La protección de niños, niñas y adolescentes debe ser una prioridad absoluta e irrenunciable para el Estado de Chile. Por ello, exigimos:

  1. El esclarecimiento completo de los hechos investigados por la Fiscalía Nacional.
  2. La identificación y ubicación urgente de todos los niños, niñas y adolescentes cuyo paradero actualmente se desconoce.
  3. La determinación de eventuales responsabilidades administrativas, políticas y penales de funcionarios públicos y particulares involucrados.
  4. La transparencia respecto del estado de las denuncias e investigaciones iniciadas desde 2023 relacionadas con estos mismos hechos.
  5. La adopción de capacitación y protocolos especializados para la detección temprana de trata de personas y tráfico ilícito de migrantes que afecten a niños, niñas y adolescentes.
  6. La incorporación de un enfoque de derechos humanos, protección integral de la niñez y no discriminación en todos los procedimientos migratorios que involucren a personas menores de edad.
  7. El fortalecimiento de los mecanismos de coordinación entre organismos de protección de la niñez, autoridades migratorias, Ministerio Público y sociedad civil.

La gravedad de estos antecedentes obliga al Estado a actuar con máxima diligencia, transparencia y responsabilidad.

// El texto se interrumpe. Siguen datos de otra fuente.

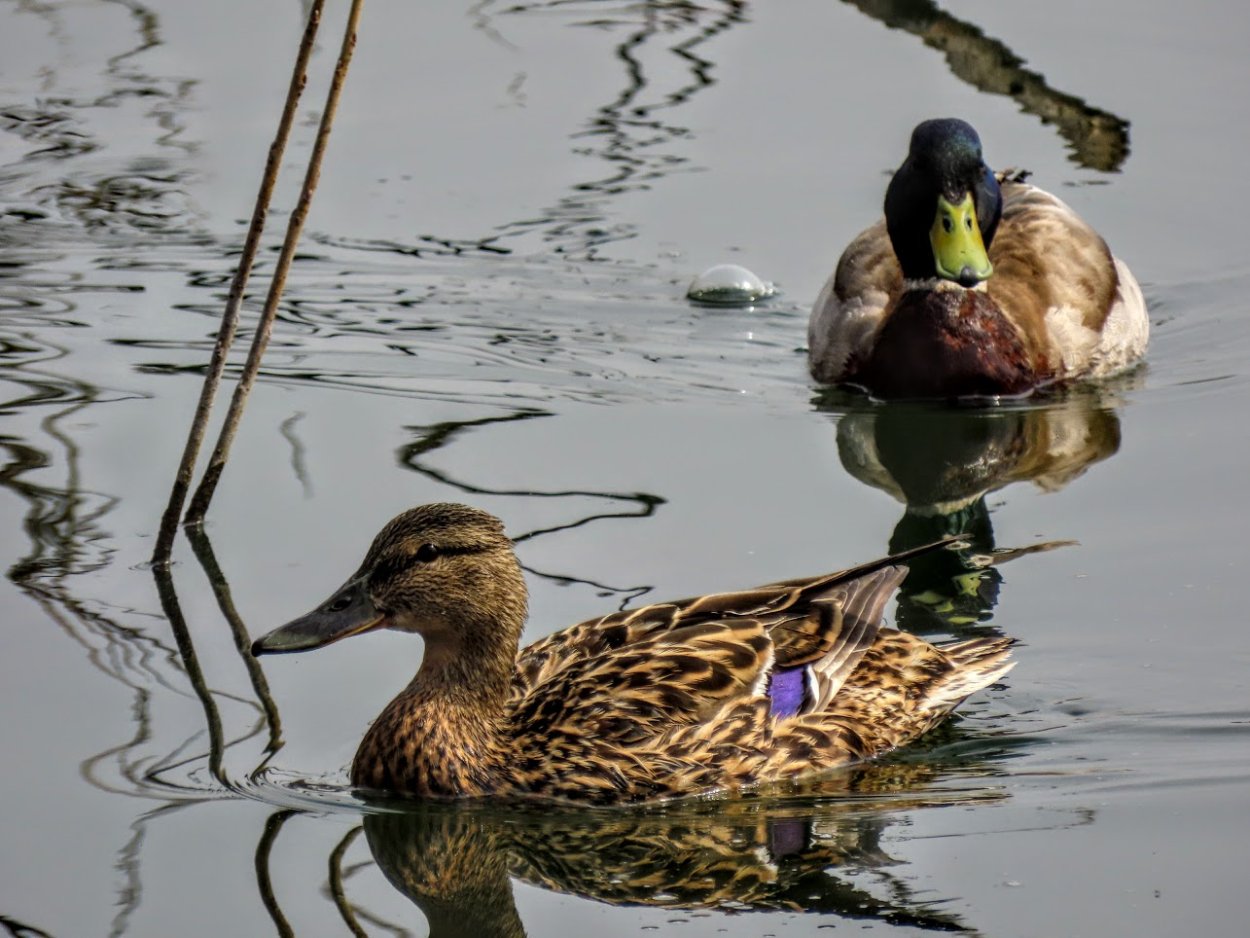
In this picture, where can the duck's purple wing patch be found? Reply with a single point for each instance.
(788, 688)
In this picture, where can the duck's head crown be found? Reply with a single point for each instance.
(444, 570)
(943, 205)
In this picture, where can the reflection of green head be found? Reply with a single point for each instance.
(955, 237)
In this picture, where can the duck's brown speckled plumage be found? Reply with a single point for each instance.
(663, 700)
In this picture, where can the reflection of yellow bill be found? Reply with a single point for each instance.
(955, 237)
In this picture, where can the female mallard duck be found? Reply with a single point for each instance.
(973, 285)
(678, 698)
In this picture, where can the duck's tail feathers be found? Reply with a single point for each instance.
(976, 663)
(863, 610)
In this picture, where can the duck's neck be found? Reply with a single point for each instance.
(444, 734)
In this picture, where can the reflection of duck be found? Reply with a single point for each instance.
(941, 463)
(973, 285)
(716, 692)
(455, 862)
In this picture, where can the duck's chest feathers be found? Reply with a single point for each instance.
(414, 748)
(949, 343)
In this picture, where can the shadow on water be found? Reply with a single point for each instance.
(819, 852)
(943, 463)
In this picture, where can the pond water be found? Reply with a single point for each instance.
(489, 307)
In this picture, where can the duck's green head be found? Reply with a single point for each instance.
(444, 570)
(943, 205)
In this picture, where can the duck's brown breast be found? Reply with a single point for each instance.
(949, 344)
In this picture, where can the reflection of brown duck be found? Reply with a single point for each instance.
(455, 862)
(941, 463)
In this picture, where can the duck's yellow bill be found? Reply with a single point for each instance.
(348, 612)
(955, 237)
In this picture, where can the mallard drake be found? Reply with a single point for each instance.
(973, 285)
(679, 698)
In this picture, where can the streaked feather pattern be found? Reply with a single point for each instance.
(656, 702)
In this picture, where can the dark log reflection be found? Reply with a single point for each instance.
(1096, 139)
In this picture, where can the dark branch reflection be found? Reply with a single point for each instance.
(438, 435)
(1096, 139)
(630, 134)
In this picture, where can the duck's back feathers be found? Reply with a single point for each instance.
(684, 697)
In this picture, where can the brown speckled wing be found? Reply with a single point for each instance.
(638, 690)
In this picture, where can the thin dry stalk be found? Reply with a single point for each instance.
(234, 302)
(260, 340)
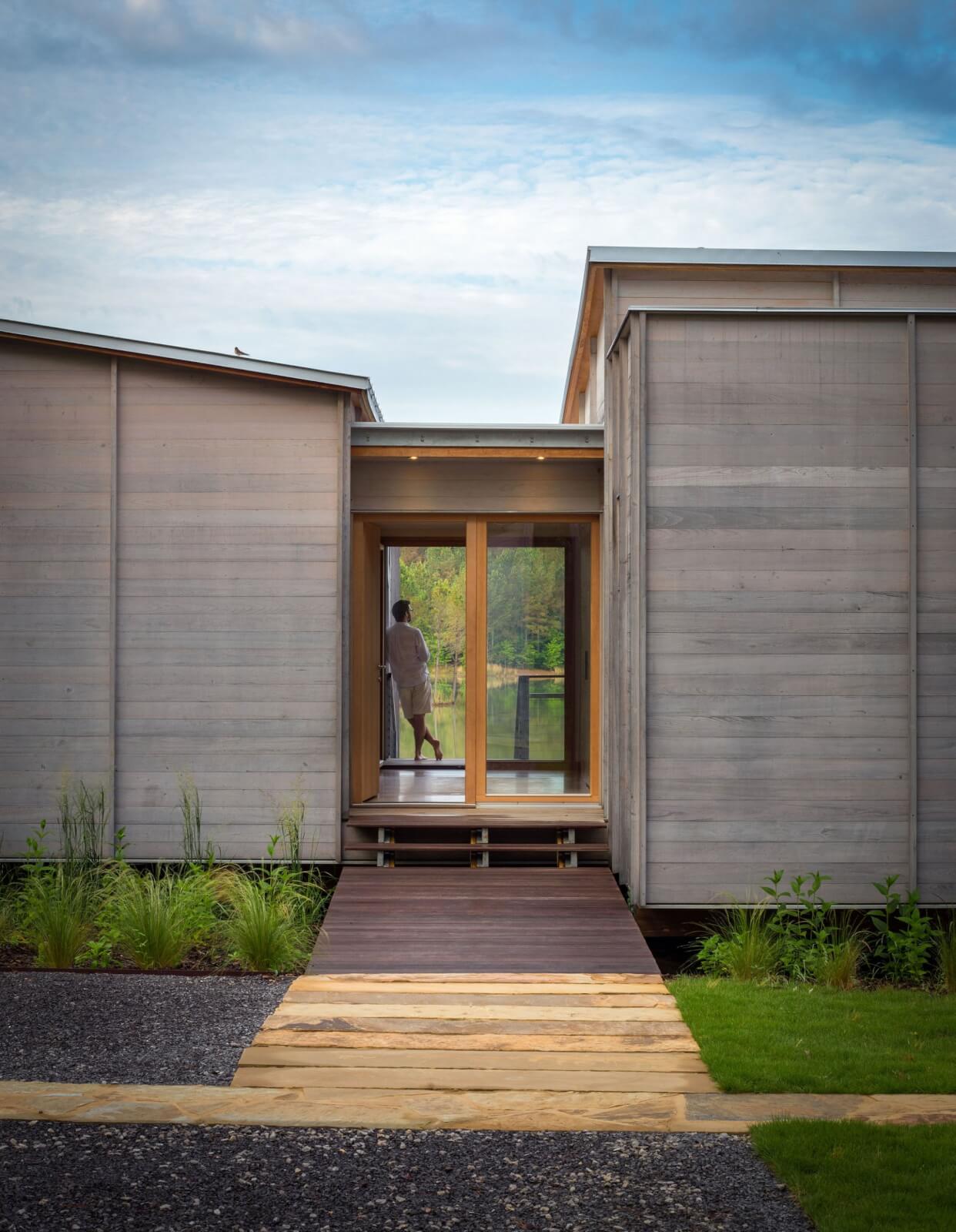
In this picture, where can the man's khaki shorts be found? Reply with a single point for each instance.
(416, 700)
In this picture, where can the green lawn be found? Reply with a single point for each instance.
(810, 1039)
(851, 1177)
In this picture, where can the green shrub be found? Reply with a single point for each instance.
(158, 919)
(266, 929)
(946, 955)
(744, 946)
(801, 922)
(57, 913)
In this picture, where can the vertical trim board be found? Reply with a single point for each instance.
(913, 604)
(114, 581)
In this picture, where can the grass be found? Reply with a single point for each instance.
(763, 1038)
(851, 1177)
(266, 929)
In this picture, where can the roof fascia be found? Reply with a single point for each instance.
(185, 357)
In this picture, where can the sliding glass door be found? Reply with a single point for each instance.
(536, 641)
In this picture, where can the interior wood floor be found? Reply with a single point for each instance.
(435, 785)
(440, 919)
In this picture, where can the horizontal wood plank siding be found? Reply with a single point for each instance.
(472, 487)
(228, 608)
(937, 607)
(55, 581)
(777, 603)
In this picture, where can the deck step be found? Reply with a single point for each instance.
(473, 822)
(476, 847)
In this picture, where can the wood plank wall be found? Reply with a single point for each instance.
(937, 545)
(777, 604)
(55, 579)
(228, 607)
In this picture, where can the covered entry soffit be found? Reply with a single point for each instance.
(478, 440)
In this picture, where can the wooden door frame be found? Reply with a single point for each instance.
(476, 640)
(477, 700)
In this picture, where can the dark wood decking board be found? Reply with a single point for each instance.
(404, 921)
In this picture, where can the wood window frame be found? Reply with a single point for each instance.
(476, 640)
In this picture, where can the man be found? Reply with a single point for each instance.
(408, 658)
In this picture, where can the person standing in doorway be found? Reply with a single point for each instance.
(408, 657)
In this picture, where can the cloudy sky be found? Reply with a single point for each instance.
(406, 189)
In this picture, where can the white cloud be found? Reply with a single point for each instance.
(443, 256)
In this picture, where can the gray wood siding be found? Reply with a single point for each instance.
(55, 579)
(228, 653)
(777, 604)
(493, 486)
(937, 591)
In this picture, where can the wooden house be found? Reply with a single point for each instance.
(750, 507)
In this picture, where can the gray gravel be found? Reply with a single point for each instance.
(65, 1026)
(165, 1178)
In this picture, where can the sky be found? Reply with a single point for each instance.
(408, 190)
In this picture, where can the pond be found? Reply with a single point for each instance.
(546, 724)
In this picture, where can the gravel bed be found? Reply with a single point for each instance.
(165, 1178)
(65, 1026)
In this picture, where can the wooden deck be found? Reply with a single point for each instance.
(498, 921)
(477, 1051)
(480, 998)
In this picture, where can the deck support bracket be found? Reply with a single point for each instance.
(481, 859)
(567, 859)
(386, 859)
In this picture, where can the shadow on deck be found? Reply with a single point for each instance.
(445, 921)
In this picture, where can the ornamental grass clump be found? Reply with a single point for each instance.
(266, 928)
(838, 961)
(57, 909)
(946, 956)
(743, 948)
(158, 919)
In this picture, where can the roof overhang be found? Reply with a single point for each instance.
(360, 388)
(478, 440)
(600, 258)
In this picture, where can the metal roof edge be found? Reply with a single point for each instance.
(851, 258)
(765, 311)
(238, 363)
(576, 336)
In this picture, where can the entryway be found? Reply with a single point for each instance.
(509, 607)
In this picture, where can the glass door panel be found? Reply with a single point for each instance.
(537, 651)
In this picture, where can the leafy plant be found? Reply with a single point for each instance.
(744, 946)
(265, 929)
(57, 912)
(903, 936)
(946, 955)
(83, 815)
(190, 806)
(801, 922)
(98, 954)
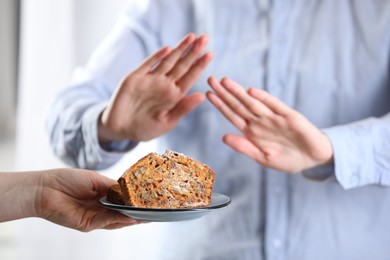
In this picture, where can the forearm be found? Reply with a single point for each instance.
(19, 195)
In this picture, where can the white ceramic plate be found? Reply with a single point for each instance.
(169, 215)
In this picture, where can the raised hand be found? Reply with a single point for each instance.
(151, 100)
(274, 135)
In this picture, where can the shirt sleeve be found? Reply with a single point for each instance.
(361, 154)
(73, 115)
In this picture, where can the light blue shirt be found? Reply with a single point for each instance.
(327, 59)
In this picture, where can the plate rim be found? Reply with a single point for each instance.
(103, 200)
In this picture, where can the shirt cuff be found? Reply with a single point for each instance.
(353, 156)
(320, 173)
(97, 157)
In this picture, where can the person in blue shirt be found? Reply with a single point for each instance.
(321, 111)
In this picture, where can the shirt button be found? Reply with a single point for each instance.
(277, 190)
(354, 180)
(277, 243)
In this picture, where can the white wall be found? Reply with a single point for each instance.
(57, 36)
(8, 65)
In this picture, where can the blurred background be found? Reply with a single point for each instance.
(41, 42)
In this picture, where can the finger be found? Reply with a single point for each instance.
(192, 75)
(235, 119)
(244, 146)
(186, 61)
(169, 62)
(229, 101)
(273, 103)
(250, 103)
(110, 218)
(186, 105)
(154, 59)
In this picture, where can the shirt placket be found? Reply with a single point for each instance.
(276, 225)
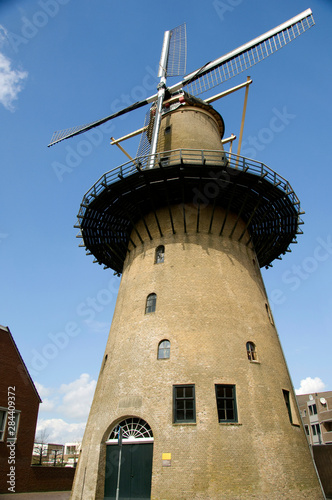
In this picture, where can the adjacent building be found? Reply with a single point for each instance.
(316, 413)
(19, 404)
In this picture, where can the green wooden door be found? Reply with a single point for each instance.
(136, 471)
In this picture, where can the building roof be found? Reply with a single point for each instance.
(6, 330)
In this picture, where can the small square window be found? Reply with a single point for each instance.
(164, 349)
(287, 403)
(226, 403)
(151, 303)
(184, 403)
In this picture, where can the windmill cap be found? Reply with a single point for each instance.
(186, 99)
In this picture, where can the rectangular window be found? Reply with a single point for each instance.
(3, 419)
(312, 409)
(184, 403)
(12, 424)
(287, 403)
(226, 403)
(315, 429)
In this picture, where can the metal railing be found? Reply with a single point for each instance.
(232, 163)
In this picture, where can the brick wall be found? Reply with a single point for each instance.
(50, 478)
(14, 375)
(323, 459)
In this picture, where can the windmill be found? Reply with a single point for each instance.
(193, 371)
(173, 63)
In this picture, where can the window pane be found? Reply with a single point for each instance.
(180, 415)
(160, 252)
(229, 392)
(190, 415)
(190, 404)
(188, 392)
(151, 303)
(180, 404)
(179, 392)
(184, 403)
(226, 403)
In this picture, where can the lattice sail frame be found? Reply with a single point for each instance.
(177, 55)
(235, 64)
(212, 73)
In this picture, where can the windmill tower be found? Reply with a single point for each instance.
(194, 399)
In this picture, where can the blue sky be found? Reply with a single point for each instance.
(68, 62)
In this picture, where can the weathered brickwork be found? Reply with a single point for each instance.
(211, 301)
(16, 380)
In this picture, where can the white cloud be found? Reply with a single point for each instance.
(42, 391)
(310, 385)
(69, 401)
(11, 82)
(60, 432)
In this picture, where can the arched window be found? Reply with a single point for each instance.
(269, 314)
(133, 428)
(164, 349)
(151, 303)
(160, 254)
(251, 351)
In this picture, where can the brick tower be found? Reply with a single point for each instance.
(193, 372)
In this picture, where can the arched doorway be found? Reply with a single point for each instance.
(136, 460)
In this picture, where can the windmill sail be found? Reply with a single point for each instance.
(242, 58)
(213, 73)
(177, 55)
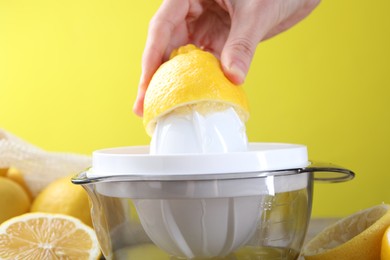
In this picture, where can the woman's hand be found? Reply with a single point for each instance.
(230, 29)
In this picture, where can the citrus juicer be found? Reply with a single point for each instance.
(199, 206)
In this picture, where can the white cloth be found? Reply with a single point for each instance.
(38, 167)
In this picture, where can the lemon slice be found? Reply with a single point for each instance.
(192, 77)
(47, 236)
(385, 251)
(358, 236)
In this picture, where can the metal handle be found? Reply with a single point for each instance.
(327, 172)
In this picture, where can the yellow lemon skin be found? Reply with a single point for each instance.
(385, 250)
(346, 242)
(14, 200)
(191, 76)
(64, 197)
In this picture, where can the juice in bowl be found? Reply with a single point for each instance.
(200, 190)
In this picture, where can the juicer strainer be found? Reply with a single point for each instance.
(204, 205)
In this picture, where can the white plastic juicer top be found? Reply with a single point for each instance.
(200, 205)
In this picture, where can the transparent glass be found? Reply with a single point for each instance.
(183, 223)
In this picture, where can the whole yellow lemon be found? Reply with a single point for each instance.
(64, 197)
(14, 200)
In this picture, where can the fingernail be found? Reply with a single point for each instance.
(236, 74)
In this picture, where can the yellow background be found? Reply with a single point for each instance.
(69, 72)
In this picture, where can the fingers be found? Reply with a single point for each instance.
(249, 25)
(169, 17)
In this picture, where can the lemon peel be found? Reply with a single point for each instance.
(192, 77)
(358, 236)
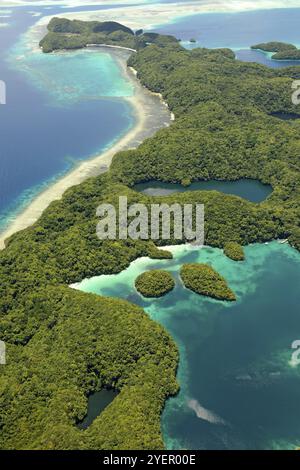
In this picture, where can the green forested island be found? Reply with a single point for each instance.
(63, 344)
(282, 51)
(154, 283)
(204, 280)
(234, 251)
(76, 34)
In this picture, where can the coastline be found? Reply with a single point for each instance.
(151, 114)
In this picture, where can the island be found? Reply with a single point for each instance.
(66, 34)
(154, 283)
(63, 344)
(204, 280)
(282, 51)
(234, 251)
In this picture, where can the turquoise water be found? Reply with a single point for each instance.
(252, 190)
(97, 402)
(238, 389)
(69, 77)
(61, 109)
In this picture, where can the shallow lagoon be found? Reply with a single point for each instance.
(252, 190)
(238, 389)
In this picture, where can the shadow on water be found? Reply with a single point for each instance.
(97, 402)
(286, 116)
(252, 190)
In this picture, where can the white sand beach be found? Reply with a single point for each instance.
(151, 113)
(149, 15)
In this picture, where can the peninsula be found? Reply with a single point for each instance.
(85, 342)
(281, 50)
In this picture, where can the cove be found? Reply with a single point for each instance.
(238, 388)
(97, 402)
(286, 116)
(252, 190)
(61, 109)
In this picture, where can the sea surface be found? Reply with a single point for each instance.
(61, 109)
(64, 108)
(239, 389)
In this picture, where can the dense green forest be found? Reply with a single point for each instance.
(204, 280)
(282, 51)
(76, 34)
(63, 344)
(154, 283)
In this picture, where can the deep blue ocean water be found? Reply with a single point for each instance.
(58, 110)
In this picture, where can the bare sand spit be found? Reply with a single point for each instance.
(151, 114)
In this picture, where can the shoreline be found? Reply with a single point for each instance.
(151, 114)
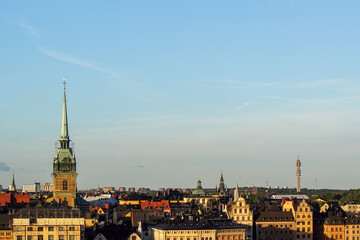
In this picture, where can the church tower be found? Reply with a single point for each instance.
(298, 174)
(64, 166)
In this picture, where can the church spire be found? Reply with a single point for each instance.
(13, 186)
(236, 193)
(64, 137)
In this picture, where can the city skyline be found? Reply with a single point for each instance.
(157, 99)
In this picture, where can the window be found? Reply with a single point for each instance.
(65, 186)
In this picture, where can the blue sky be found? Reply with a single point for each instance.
(161, 94)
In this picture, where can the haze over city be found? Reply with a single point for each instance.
(161, 95)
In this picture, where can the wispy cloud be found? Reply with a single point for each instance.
(32, 31)
(76, 61)
(4, 167)
(244, 105)
(299, 100)
(236, 84)
(316, 84)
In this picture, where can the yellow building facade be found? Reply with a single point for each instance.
(5, 234)
(241, 213)
(351, 208)
(304, 221)
(194, 233)
(48, 229)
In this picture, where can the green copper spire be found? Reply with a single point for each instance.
(64, 159)
(64, 137)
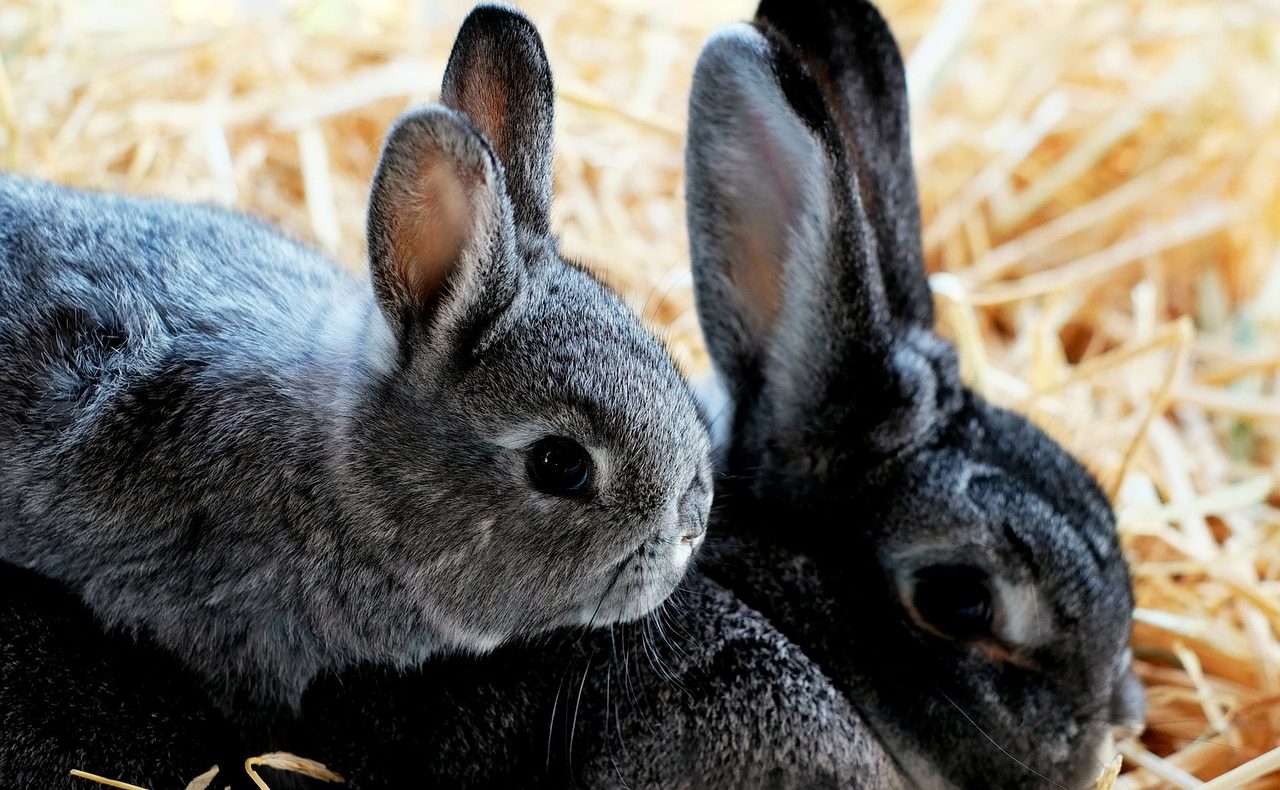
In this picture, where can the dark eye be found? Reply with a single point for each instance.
(954, 599)
(560, 466)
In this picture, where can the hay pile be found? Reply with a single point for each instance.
(1101, 183)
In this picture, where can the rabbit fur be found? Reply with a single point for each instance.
(219, 438)
(856, 464)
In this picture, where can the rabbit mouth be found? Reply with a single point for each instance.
(640, 583)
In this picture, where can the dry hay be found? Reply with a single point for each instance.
(1100, 185)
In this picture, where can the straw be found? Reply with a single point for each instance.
(1101, 193)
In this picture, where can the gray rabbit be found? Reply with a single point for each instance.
(220, 439)
(951, 599)
(952, 570)
(942, 564)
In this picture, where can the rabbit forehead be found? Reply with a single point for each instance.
(572, 356)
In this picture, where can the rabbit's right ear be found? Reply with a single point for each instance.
(499, 78)
(787, 288)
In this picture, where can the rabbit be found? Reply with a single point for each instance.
(705, 695)
(73, 695)
(952, 570)
(220, 439)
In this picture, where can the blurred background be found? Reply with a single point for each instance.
(1101, 187)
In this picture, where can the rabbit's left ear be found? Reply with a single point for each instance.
(850, 51)
(499, 78)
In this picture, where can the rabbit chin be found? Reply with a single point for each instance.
(640, 585)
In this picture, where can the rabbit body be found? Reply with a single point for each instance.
(219, 438)
(946, 599)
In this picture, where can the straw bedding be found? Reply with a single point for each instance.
(1101, 186)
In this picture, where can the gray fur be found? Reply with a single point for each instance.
(220, 439)
(856, 457)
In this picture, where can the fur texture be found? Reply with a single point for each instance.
(222, 441)
(850, 420)
(855, 464)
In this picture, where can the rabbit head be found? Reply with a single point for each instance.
(540, 455)
(954, 570)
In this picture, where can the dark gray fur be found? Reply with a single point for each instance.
(856, 457)
(220, 439)
(837, 474)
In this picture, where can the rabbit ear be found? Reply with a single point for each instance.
(499, 78)
(853, 55)
(439, 223)
(787, 291)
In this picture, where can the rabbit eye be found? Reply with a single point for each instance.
(954, 599)
(560, 466)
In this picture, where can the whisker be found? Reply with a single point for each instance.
(1005, 752)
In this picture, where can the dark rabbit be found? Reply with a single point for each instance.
(705, 695)
(737, 704)
(709, 695)
(952, 570)
(222, 441)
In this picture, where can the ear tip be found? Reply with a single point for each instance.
(814, 23)
(730, 53)
(489, 14)
(498, 21)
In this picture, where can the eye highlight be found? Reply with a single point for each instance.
(560, 466)
(955, 601)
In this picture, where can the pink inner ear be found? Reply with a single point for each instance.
(769, 205)
(485, 104)
(433, 223)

Los niños y niñas afectados no pueden transformarse en cifras ni quedar atrapados en disputas institucionales. Su protección, localización y acceso a la justicia deben constituir una prioridad inmediata.

Como Observatorio Latinoamericano sobre Trata y Tráfico de Personas Capítulo Chile, seguiremos monitoreando este caso y exigiendo verdad, justicia, protección y garantías de no repetición para todas las víctimas.

Santiago de Chile, 17 de junio de 2026.